TABLE 1.
Plasmid (selective marker)b | C-terminal sequencec | Mobilization frequencyd |
---|---|---|
322 329 | ||
↓ ↓ | ||
pBBR1 (none) | .ERGRDRGGYSR | ND |
pBBR1CM (KAN, CHL) | .ERGRAHFPEKCHLTSKKPLLS | 8 × 10−2 |
pBBR1MCS-2 (KAN) | .ERGRAHFPEKCHLG | 1 × 10−1 |
pBBR1MCS-4 (AMP) | .ERGRAHFPEKCHLDFGHEILKKDLHLDPFKLKMKF | 8 × 10−2 |
pBBR1MCS-5 (GEN) | .ERGRAHFPEKCHLAAL | 3 × 10−2 |
pBBR122 (KAN, CHL) | Frameshift mutation | 7 × 10−7 |
pBBR122 (complementation by pMOB3) | 1 × 10−2 | |
pBHR1 (KAN, CHL) | .ERGRAHFPEKCHLTSKKPLLS | 1 × 10−1 |
For the mobilization experiments, Nals S17-1 bacteria (45) containing one of the plasmids to be tested were used as donors and the Nalr F− strain XA106 (from our laboratory collection) was used as a recipient. Matings were performed at 30°C on LB plates as described previously (26). After overnight incubation, the transconjugants were selected at 30°C on LB plates supplemented with nalidixic acid (20 μg/ml) and the antibiotic allowing selection of the bacteria with the mobilizable plasmid (kanamycin at 50 μg/ml, ampicillin at 100 μg/ml, gentamicin at 10 μg/ml, or chloramphenicol at 15 μg/ml).

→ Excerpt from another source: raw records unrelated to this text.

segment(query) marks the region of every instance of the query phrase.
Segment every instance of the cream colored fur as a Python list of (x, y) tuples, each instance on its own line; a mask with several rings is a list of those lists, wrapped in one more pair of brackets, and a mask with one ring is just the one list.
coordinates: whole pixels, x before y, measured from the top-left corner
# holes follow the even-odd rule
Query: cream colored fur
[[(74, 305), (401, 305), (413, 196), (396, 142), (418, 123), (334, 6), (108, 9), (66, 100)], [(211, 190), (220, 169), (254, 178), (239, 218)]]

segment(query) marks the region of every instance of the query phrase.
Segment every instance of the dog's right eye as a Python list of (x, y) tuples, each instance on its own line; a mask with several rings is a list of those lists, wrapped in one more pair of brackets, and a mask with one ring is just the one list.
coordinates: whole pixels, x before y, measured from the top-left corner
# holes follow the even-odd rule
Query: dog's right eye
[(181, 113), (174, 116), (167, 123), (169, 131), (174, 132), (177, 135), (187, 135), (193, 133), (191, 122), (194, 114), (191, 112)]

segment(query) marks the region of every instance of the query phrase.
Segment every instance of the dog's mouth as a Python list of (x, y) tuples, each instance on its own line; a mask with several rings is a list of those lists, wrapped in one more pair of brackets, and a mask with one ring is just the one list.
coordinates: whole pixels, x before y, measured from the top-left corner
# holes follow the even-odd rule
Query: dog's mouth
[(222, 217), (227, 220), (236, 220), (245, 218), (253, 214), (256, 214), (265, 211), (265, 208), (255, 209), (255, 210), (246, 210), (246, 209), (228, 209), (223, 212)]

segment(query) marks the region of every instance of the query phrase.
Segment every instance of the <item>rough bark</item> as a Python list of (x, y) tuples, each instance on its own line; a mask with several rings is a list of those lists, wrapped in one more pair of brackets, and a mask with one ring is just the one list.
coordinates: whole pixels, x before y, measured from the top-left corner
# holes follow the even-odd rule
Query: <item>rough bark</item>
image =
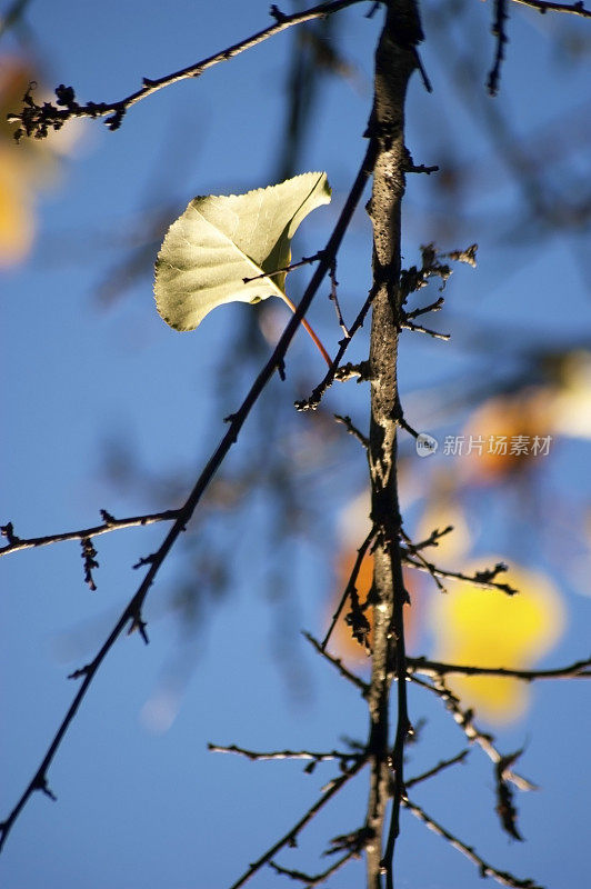
[[(392, 856), (403, 792), (402, 753), (409, 729), (405, 702), (405, 656), (402, 626), (407, 593), (399, 549), (400, 510), (397, 485), (399, 411), (397, 358), (401, 324), (400, 237), (404, 193), (404, 100), (422, 39), (412, 0), (388, 3), (375, 52), (374, 106), (369, 136), (378, 154), (368, 212), (373, 226), (373, 314), (371, 327), (371, 510), (378, 530), (373, 575), (373, 661), (369, 693), (371, 786), (368, 806), (367, 867), (369, 889), (381, 889), (382, 876), (393, 885)], [(389, 698), (398, 679), (398, 727), (389, 741)], [(393, 772), (393, 785), (392, 776)], [(393, 791), (390, 788), (393, 786)], [(392, 823), (382, 850), (387, 805), (392, 792)]]

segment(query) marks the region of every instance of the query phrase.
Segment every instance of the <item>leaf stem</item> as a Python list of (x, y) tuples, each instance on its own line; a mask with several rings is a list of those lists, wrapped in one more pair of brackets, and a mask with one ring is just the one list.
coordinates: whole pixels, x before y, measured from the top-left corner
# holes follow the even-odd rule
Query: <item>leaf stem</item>
[[(289, 297), (287, 297), (284, 293), (281, 293), (281, 299), (283, 300), (283, 302), (286, 303), (286, 306), (289, 306), (289, 308), (291, 309), (291, 311), (292, 311), (293, 313), (296, 313), (296, 306), (294, 306), (294, 304), (293, 304), (293, 302), (290, 300), (290, 298), (289, 298)], [(328, 364), (328, 366), (329, 366), (329, 368), (330, 368), (330, 366), (332, 364), (332, 361), (330, 360), (330, 354), (327, 352), (327, 350), (325, 350), (325, 349), (324, 349), (324, 347), (322, 346), (322, 342), (321, 342), (321, 340), (320, 340), (320, 337), (318, 337), (318, 336), (317, 336), (317, 333), (315, 333), (314, 329), (310, 327), (310, 324), (308, 323), (308, 321), (305, 320), (305, 318), (301, 318), (301, 319), (300, 319), (300, 323), (301, 323), (301, 326), (302, 326), (302, 327), (303, 327), (303, 328), (304, 328), (304, 329), (308, 331), (308, 333), (310, 334), (310, 337), (311, 337), (311, 338), (312, 338), (312, 340), (314, 341), (314, 343), (315, 343), (315, 346), (317, 346), (317, 348), (318, 348), (318, 351), (320, 352), (320, 354), (322, 356), (322, 358), (324, 359), (324, 361), (327, 362), (327, 364)]]

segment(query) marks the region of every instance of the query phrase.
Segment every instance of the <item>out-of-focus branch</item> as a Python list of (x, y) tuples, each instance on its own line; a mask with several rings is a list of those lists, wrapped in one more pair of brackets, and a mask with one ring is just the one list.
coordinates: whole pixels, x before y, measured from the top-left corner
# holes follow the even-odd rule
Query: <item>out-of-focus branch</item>
[(547, 0), (513, 0), (523, 7), (537, 9), (542, 14), (544, 12), (568, 12), (572, 16), (581, 16), (583, 19), (591, 19), (591, 10), (585, 9), (582, 2), (578, 3), (549, 3)]
[(452, 673), (458, 676), (499, 676), (507, 679), (521, 679), (523, 682), (534, 682), (538, 679), (591, 679), (591, 658), (577, 660), (565, 667), (554, 667), (551, 670), (517, 670), (508, 667), (443, 663), (424, 657), (408, 658), (408, 666), (411, 673), (423, 673), (431, 677), (450, 676)]
[(471, 846), (467, 846), (465, 842), (462, 842), (462, 840), (460, 840), (453, 833), (450, 833), (449, 830), (445, 830), (445, 828), (433, 820), (433, 818), (431, 818), (431, 816), (429, 816), (423, 808), (417, 806), (417, 803), (412, 802), (410, 799), (403, 799), (402, 805), (404, 808), (411, 811), (415, 818), (422, 821), (423, 825), (427, 825), (430, 830), (438, 836), (443, 837), (443, 839), (447, 840), (450, 846), (453, 846), (454, 849), (458, 849), (459, 852), (470, 859), (470, 861), (477, 866), (481, 877), (492, 877), (492, 879), (497, 880), (497, 882), (500, 882), (501, 886), (509, 886), (511, 889), (543, 889), (543, 887), (539, 886), (533, 880), (520, 880), (518, 877), (513, 877), (513, 875), (509, 873), (507, 870), (499, 870), (492, 865), (489, 865)]

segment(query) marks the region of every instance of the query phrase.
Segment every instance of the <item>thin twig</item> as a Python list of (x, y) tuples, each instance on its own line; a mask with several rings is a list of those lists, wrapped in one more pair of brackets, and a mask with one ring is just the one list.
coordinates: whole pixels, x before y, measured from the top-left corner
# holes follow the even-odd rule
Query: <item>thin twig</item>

KAN, kanamycin; CHL, chloramphenicol; AMP, ampicillin; GEN, gentamicin. Plasmid pMOB3 contains a functional mob gene and the 327-bp sequence upstream from this gene (oriT), cloned in the pCRBlunt vector.
The C-terminal sequence of each Mob protein is represented; the coordinates are positions in the pBBR1CM Mob protein. Amino acids modified in the Mob protein of the pBBR1 derivative are boldfaced.
Calculated as the ratio of the number of transconjugants to the number of recipients. ND, not determined.